Tres drones rusos impactaron contra el hospital de Zolochiv en la madrugada de este lunes. El jefe de la administración militar de la localidad, Víctor Kovalenko, informó a los medios locales de la región de Járkov sobre daños en el edificio. A medida que los … drones rusos incrementan su alcance, la devastación de Ucrania se recrudece. La vida en las aldeas, pueblos y ciudades cercanas a la línea de combate está marcada con el asedio aéreo enemigo. Ataques precisos que se dirigen también contra la infraestructura y el personal sanitario.
Médicos Sin Fronteras (MSF) destaca en un informe que estas acometidas están destruyendo la red de atención sanitaria y «responden a una estrategia deliberada y calculada para castigar a la población». El coordinador de la organización humanitaria en Ucrania, Robin Meldrum, afirma que hay una intencionalidad en la forma de atacar de Rusia: es un patrón. Meldrum subraya que los ataques son «demasiado sistemáticos, demasiado frecuentes y demasiado precisos como para ser circunstanciales».

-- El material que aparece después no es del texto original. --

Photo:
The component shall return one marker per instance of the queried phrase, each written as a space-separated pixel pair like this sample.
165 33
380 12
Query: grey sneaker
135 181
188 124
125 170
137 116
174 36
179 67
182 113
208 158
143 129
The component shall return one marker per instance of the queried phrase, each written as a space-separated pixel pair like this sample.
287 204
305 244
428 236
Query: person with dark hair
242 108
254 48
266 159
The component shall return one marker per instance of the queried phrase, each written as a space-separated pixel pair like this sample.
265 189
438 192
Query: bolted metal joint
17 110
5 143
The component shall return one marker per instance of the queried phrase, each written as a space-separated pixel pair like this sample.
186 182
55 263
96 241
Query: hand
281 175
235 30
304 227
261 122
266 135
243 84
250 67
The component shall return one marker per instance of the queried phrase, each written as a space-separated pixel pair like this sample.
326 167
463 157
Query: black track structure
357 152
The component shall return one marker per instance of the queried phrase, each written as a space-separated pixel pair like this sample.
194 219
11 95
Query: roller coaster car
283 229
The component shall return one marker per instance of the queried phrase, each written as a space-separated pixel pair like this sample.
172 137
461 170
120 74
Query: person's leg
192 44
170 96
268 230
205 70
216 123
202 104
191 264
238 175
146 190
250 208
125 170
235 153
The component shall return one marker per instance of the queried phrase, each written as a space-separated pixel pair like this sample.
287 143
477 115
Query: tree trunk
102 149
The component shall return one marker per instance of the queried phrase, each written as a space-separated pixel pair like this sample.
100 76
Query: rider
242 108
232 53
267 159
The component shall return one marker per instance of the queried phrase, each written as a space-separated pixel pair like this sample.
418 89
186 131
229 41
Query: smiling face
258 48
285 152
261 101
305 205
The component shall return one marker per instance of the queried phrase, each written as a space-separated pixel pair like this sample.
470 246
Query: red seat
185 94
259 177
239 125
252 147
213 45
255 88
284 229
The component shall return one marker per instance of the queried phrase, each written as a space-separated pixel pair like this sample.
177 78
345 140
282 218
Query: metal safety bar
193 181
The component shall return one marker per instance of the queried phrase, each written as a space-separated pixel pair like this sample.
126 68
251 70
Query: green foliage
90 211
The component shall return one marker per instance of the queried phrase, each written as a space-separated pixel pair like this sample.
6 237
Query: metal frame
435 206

El propio hospital de Zolochiv ya había sido atacado en marzo de 2025. Se trata de uno de los centros con los que MSF colabora a través de donaciones. Y este no es un caso aislado. Los ataques verificados contra las instalaciones de atención sanitaria en Ucrania aumentaron un 19% entre 2024 y 2025: de 488 en 2024 a 580 en 2025, según la Organización Mundial de la Salud.

Noticia relacionada

Miriam González

El pico más alto corresponde al primer año de la invasión a gran escala en 2022, con 1.373 impactos registrados. Al año siguiente hubo una caída drástica tras la estabilización del frente, con 370 impactos. Y desde 2024 la tendencia va en aumento. La situación general se agrava todavía más debido a la campaña rusa contra la infraestructura energética de Ucrania. El pasado invierno, con temperaturas de hasta 25 grados bajo cero, una gran parte de la población se enfrentó durante semanas a amplios cortes de electricidad y calefacción.
Los civiles ucranianos soportan bombardeos con misiles en la retaguardia, pero en el frente además enfrentan el merodeo constante de letales vehículos aéreos no tripulados. Los drones no solo han transformado la naturaleza militar del conflicto, también afectan directamente al trabajo de los sanitarios. La denominada «zona de muerte» araña cada vez más territorio.
Si en 2022 y 2023 el personal médico podía trabajar a unos 15 o 20 kilómetros del frente con cierta seguridad, ahora esa distancia alcanza los 50 kilómetros. Los FPV (siglas en inglés de ‘visión en primera persona’) saturan desde hace tiempo los cielos en las regiones del frente y controlan las carreteras. Son vehículos aéreos no tripulados muy ágiles, cargados con explosivos y controlados remotamente por un operador que recibe imágenes en tiempo real, lo que le permite ver el objetivo con gran precisión. Otra de las estrategias asiduas de las fuerzas invasoras son los ataques dobles mientras los rescatistas tratan de ayudar a los afectados.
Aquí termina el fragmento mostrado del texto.